Generally speaking, there are three different methods of handpicking:
- Niyo Tsumi (1 bud with 2 leaves)
The first two leaves from the tip of the stem are going to be picked. Only the finest quality of Gyokuro and Sencha are made with these leaves.
- Sanyou Tsumi (1 bud with 3 leaves)
The first three leaves from the tip of the stem are going to be picked. Only high quality Gyokuro and Sencha are made with these leaves.
- Hutsu Tsumi (1 bud with 4 to 5 leaves)
The first four or five leaves from the tip of the stem are going to be picked. This picking method is used for "normal" quality tea.
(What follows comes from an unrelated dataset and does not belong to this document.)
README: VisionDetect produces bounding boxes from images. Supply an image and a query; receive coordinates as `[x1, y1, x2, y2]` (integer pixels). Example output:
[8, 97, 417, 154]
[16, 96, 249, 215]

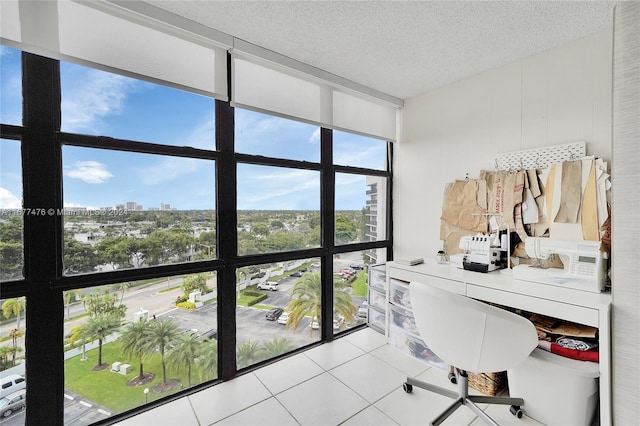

The tea plant used for black tea production has rather large leaves, compared to the plant used for green tea. Because of the size of the leaves, larger leaves are more suitable for fermented tea or semi-fermented tea. For green tea, smaller tea leaves are preferred, but also make less tea amount. Outside of Japan, in almost all major tea production countries, over 90% of the leaves are picked by hand. Because of much lower labor costs. Also, other picking methods lead to a much bigger amount of picked leaves a day. In Sri Lanka, a tea-picking woman makes around 50kg of leaves a day. Depending on the level of skills, and tea picking technique, one person only picks between 10-35kg of leaves a day in Japan. And through all the following processing steps following the hand picking, in the end, we end up with around only 4-9kg ready to sell tea for 20kg of processed leaves.
And just keep in mind, handpicking takes a lot of time and money. So, regular tea plantations use scissors and machines to offer very good tea at reasonable prices to the whole of Japan. And only the finest tea is made with the most sensitive tea buds picked by hand and sold for a rather expensive price.